Наверное, я пошла в мать своей замкнутостью. А может, уже тогда во мне говорила гордость и нежелание ударить в грязь лицом перед похваляющимися и гордящимися своими родителями сверстниками, — не знаю. Но одно оставалось неизменно: на людях я держалась этаким беспечным тепличным цветком, у которого все хорошо. Так что актриса из меня, может, и никудышная, но обязанность играть роль, можно сказать, мне привили с молоком матери. Вернее, буренки Машки.

Я вышла из машины, подав руку открывшему дверцу Штефану. Одернула шубу. Окинула взглядом жилой дом в десять этажей. За спиной послышались звуки отъезжающего такси; мне на спину приятной тяжестью легла мужская ладонь, и мы двинулись ко входу в подъезд.

Пока ехали в лифте, Штефан объяснял, как правильно обращаться к его родителям. К его матери я могу обращаться как к Елене Николаевне, без всяких заморочек, поскольку говорить будем на русском. Но к отцу уместно только обращение «хэр Густав». Сестру зовут Анна. Вроде, несложно. Разве что, есть вероятность ошибиться с непривычки и от волнения.

Ну да ладно, разберемся по ходу парохода. Благо, за собственными мыслями эмоции уже улеглись.

Дверь нужной квартиры, что располагалась на самом верхнем этаже, нам открыли быстро. Видимо, ждали.

— Надеюсь, у тебя была веская причина задержаться, Мистер Зануда, — сморщила веснушчатый носик девушка и осеклась, заметив меня.

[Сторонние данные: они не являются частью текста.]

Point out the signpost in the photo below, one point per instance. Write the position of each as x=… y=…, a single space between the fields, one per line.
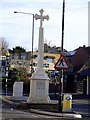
x=61 y=65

На вид ей было не больше двадцати трех. Чуть узковатое лицо с утонченными чертами и остреньким подбородком. Большие, не слишком глубоко посаженные знакомо синие глаза, такой же высокий рост. Приятная фигура, которую не портила даже нелепая голубая пижама с принтом в виде единорожков. Волосы, правда, отливали медовой рыжиной, в то время как мой немец был брюнетом. Но на фоне прочего этого было ничтожно мало, дабы усомниться в родстве Штефана и… Анны, полагаю.

— А это… кто? И где Софи? — уставилась она на брата, комично приоткрыв пухлый ротик. Спесь как рукой сняло. Но своего прикида она, кажется, не стеснялась ни разу: как стояла, перегородив вход, так даже и не думала сдвинуться с места.

А я про себя подметила, что между собой они, скорее всего, всегда говорят по-русски. Так что общение со мной не будет напрягать Циммерманов в плане переключений между языками. На худой конец, есть же еще английский. Волноваться точно не о чем.

Объяснил бы еще кто это взбунтовавшемуся в груди сердцу. Да и мысли как назло крутились вокруг забавных единорожков. Ну разве не милота? Тоже такую хочу! Ну и что, что мне почти тридцатник? Дома ведь никто не увидит. Все, решено! Как вернусь — закажу через интернет что-то в таком же духе.

Уф… Еще немного — и мифические лошадки сделают калейдоскоп…

Стало вдруг нестерпимо душно.

— Моя девушка, — прозвучало как гром среди ясного неба, обрывая сумбурный поток сознания. Я даже в обморок передумала падать, хотя как раз тут-то и надо бы.

Кошмар! Он правда сказал это?! Вслух?!

Ноги моментально стали ватными! В ушах заложило от грохота сердца. Как я только не шмякнулась в этот момент — ума не приложу! Мы с Аней разом уставились на Штефана.